Function Hooking with ELF Relocations¶
In this tutorial, you will be guided through the steps to model a function, and hook it using the linker metadata found in an ELF file.
Note
Details on actually loading an ELF file can be found in this tutorial. It’s strongly recommended you complete that one first.
Consider the example tests/rela/rela.elf.c:
#include <stdio.h>
int main() {
puts("Hello, world!\n");
return 0;
}
Here, we have an ELF that references the library function puts.
You can build this into rela.amd64.elf using the following commands:
cd smallworld/tests
make rela/rela.amd64.elf
Let’s take a look at the ELF metadata, specifically regarding puts:
$ readelf -s -D rela.amd64.elf | grep 'puts'
2: 0000000000000000 0 FUNC GLOBAL DEFAULT UND puts@GLIBC_2.2.5 (3)
$ readelf -r rela.amd64.elf | grep 'puts'
000000002690 000200000007 R_X86_64_JUMP_SLO 0000000000000000 puts@GLIBC_2.2.5 + 0
The symbol is undefined, and it has a JUMP_SLOT relocation,
meaning that this is a dynamic symbol that’s going to get
loaded from another library.
We could load and harness an entire other library
just to provide puts, but we’re not that interested
in exercising the library. Let’s use a model instead.
To do that, we will need the following:
An execution stack, to support the
callopcodeA model of
puts
Adding a Stack¶
Setting up a stack is covered in this tutorial. For this test, we don’t need any interesting data on the stack. We just need to reserve the memory and configure the registers:
# Create our stack
stack = smallworld.state.memory.stack.Stack.for_platform(platform, 0x8000, 4000)
machine.add(stack)
# Push a fake return value onto the stack.

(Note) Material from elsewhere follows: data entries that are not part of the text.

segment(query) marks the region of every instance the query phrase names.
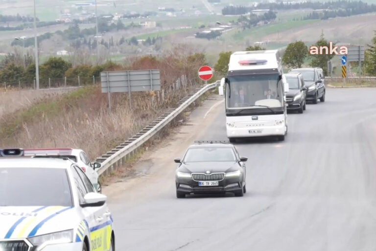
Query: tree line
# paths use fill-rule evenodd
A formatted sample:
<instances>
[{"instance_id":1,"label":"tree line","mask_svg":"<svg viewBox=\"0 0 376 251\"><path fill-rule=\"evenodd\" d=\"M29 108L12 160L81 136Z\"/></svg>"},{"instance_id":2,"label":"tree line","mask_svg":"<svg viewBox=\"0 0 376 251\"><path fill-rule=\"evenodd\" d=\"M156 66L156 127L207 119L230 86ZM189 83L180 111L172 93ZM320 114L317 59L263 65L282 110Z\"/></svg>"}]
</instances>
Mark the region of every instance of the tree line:
<instances>
[{"instance_id":1,"label":"tree line","mask_svg":"<svg viewBox=\"0 0 376 251\"><path fill-rule=\"evenodd\" d=\"M222 10L222 15L243 15L257 9L267 9L270 10L290 10L299 9L313 9L337 10L338 15L357 15L376 11L376 5L369 4L366 2L359 1L338 0L325 2L306 1L297 3L283 2L260 2L257 6L245 6L242 5L226 6ZM332 14L331 14L332 15Z\"/></svg>"}]
</instances>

# Make it something we can use as an exit point later.
stack.push_integer(0x7FFFFFF8, 8, "fake return address")
sp = stack.get_pointer()
cpu.rsp.set(sp)
Adding a Puts Model¶
Let’s write our own puts model.
We want to read a null-terminated string out of memory
at the address specified at the argument register,
and print it to stdout.
Let’s be a little careful. If someone feeds us an unterminated string, our model could fail in a variety of ways:
We could get an “unmapped read” error if we go off the edge of mapped memory
We could get a “symbolic value” error if we’re using angr and read past the edge of initialized memory.

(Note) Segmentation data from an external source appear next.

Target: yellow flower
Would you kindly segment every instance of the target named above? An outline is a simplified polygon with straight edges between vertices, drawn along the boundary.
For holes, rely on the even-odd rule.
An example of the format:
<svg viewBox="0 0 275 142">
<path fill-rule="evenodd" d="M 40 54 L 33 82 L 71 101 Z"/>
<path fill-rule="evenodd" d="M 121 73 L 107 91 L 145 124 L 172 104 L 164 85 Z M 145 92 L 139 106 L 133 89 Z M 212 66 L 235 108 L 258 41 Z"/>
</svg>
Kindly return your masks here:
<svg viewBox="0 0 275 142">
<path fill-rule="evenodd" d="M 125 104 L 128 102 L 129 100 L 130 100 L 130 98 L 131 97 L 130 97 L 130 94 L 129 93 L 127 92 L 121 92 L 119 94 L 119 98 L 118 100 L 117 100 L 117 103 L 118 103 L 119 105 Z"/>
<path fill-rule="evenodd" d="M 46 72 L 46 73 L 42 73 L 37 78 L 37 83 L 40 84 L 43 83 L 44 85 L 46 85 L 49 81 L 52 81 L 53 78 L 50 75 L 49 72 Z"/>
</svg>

The first case has fairly good error reporting. Let’s add a little more introspection for the second case:
# Define a puts model
class PutsModel(smallworld.state.models.Model):
name = "puts"
platform = platform
abi = smallworld.platforms.ABI.NONE
def model(self, emulator: smallworld.emulators.Emulator) -> None:
# Reading a block of memory from angr will fail,
# since values beyond the string buffer's bounds
# are guaranteed to be symbolic.
#
# Thus, we must step one byte at a time.
s = emulator.read_register("rdi")
v = b""
try:
b = emulator.read_memory_content(s, 1)
except smallworld.exceptions.SymbolicValueError:
b = None
while b is not None and b != b"\x00":
v = v + b
s = s + 1
try:
b = emulator.read_memory_content(s, 1)
except smallworld.exceptions.SymbolicValueError:
b = None
if b is None:
raise smallworld.exceptions.SymbolicValueError(f"Symbolic byte at {hex(s)}")
print(v)
Linking the Puts Model¶
We don’t have a fixed address for puts. Normally, that would be up to the program loader.

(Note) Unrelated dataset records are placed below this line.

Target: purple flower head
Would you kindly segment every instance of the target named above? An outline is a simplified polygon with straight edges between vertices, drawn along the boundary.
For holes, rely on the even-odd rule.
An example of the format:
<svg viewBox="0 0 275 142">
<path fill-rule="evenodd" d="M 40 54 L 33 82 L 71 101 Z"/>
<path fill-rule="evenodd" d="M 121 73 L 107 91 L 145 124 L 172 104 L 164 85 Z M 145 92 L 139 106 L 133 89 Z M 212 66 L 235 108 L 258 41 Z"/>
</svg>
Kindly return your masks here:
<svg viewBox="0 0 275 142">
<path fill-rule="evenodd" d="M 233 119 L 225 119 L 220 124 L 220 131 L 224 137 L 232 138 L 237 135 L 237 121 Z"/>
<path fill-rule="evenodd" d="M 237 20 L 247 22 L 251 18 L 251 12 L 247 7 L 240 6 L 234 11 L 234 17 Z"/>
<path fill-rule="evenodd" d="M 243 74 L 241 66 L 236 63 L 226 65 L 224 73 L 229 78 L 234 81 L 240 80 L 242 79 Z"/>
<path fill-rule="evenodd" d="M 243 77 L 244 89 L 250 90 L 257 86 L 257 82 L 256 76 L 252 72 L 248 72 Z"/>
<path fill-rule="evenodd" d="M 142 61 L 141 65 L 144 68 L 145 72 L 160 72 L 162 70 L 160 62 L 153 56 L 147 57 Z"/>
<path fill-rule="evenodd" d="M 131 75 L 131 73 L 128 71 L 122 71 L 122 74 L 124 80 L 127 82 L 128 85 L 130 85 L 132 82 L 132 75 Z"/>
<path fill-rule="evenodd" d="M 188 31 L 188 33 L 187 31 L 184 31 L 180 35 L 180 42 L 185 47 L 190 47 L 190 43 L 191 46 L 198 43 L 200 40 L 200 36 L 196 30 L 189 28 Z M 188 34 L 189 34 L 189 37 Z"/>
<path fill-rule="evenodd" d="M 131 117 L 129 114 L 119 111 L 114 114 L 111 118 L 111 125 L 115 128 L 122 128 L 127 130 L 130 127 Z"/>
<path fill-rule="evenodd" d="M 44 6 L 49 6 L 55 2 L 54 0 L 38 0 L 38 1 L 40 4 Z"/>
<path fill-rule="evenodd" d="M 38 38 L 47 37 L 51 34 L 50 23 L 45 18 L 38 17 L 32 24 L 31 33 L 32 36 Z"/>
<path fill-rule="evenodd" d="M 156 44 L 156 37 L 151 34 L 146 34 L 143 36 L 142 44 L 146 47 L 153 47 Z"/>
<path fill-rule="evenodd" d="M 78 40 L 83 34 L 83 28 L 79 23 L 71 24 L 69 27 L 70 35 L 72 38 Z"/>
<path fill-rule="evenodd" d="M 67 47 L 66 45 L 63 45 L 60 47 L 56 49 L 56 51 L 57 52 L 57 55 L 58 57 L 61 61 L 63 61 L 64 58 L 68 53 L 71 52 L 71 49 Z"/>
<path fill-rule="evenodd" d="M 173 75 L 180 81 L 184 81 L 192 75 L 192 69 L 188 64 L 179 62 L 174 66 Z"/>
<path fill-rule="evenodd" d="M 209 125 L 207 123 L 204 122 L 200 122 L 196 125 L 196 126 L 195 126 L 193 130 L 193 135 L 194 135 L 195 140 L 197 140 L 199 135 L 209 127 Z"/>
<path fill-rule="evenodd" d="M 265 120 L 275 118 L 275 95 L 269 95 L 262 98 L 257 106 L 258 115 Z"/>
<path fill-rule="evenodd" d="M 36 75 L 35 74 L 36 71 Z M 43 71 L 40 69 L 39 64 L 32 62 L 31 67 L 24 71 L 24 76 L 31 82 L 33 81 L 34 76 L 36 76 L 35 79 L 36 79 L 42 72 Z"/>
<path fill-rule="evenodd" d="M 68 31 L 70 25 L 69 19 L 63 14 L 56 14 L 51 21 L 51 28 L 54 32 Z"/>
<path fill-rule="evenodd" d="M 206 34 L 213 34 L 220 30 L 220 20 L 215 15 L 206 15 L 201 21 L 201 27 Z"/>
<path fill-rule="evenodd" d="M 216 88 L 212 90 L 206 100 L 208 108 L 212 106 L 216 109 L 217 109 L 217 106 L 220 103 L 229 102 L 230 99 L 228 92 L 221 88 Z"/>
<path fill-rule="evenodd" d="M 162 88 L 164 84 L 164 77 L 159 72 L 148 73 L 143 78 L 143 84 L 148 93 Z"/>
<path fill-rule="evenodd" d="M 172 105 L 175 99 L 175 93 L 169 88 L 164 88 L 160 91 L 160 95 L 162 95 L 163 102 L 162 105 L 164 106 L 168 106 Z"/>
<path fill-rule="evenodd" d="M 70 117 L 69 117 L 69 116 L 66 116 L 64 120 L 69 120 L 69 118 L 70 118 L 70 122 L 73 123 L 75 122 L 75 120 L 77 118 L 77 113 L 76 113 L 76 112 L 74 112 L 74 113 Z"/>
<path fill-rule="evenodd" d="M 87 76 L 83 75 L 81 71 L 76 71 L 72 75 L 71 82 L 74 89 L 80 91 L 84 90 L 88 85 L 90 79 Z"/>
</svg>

Let’s just make up a nice round number.
# Configure the puts model at an arbitrary address
puts = PutsModel(code.address + 0x10000)
# Add the puts model to the machine
machine.add(puts)
We also need to do the program loader’s job and update our ELF
with the address of puts:
# Relocate puts
code.update_symbol_value("puts", puts._address)
Putting it All Together¶
Combined, this harness can be found in the script tests/rela/rela.amd64.py
import logging
import smallworld
# Set up logging and hinting
smallworld.logging.setup_logging(level=logging.INFO)
# Define the platform
platform = smallworld.platforms.Platform(
smallworld.platforms.Architecture.X86_64, smallworld.platforms.Byteorder.LITTLE
)
# Create a machine
machine = smallworld.state.Machine()
# Create a CPU
cpu = smallworld.state.cpus.CPU.for_platform(platform)
machine.add(cpu)
# Load and add code into the state
filename = (
__file__.replace(".py", ".elf")
.replace(".angr", "")
.replace(".panda", "")
.replace(".pcode", "")
)
with open(filename, "rb") as f:
code = smallworld.state.memory.code.Executable.from_elf(
f, platform=platform, address=0x400000
)
machine.add(code)
# Set the entrypoint to the address of "main"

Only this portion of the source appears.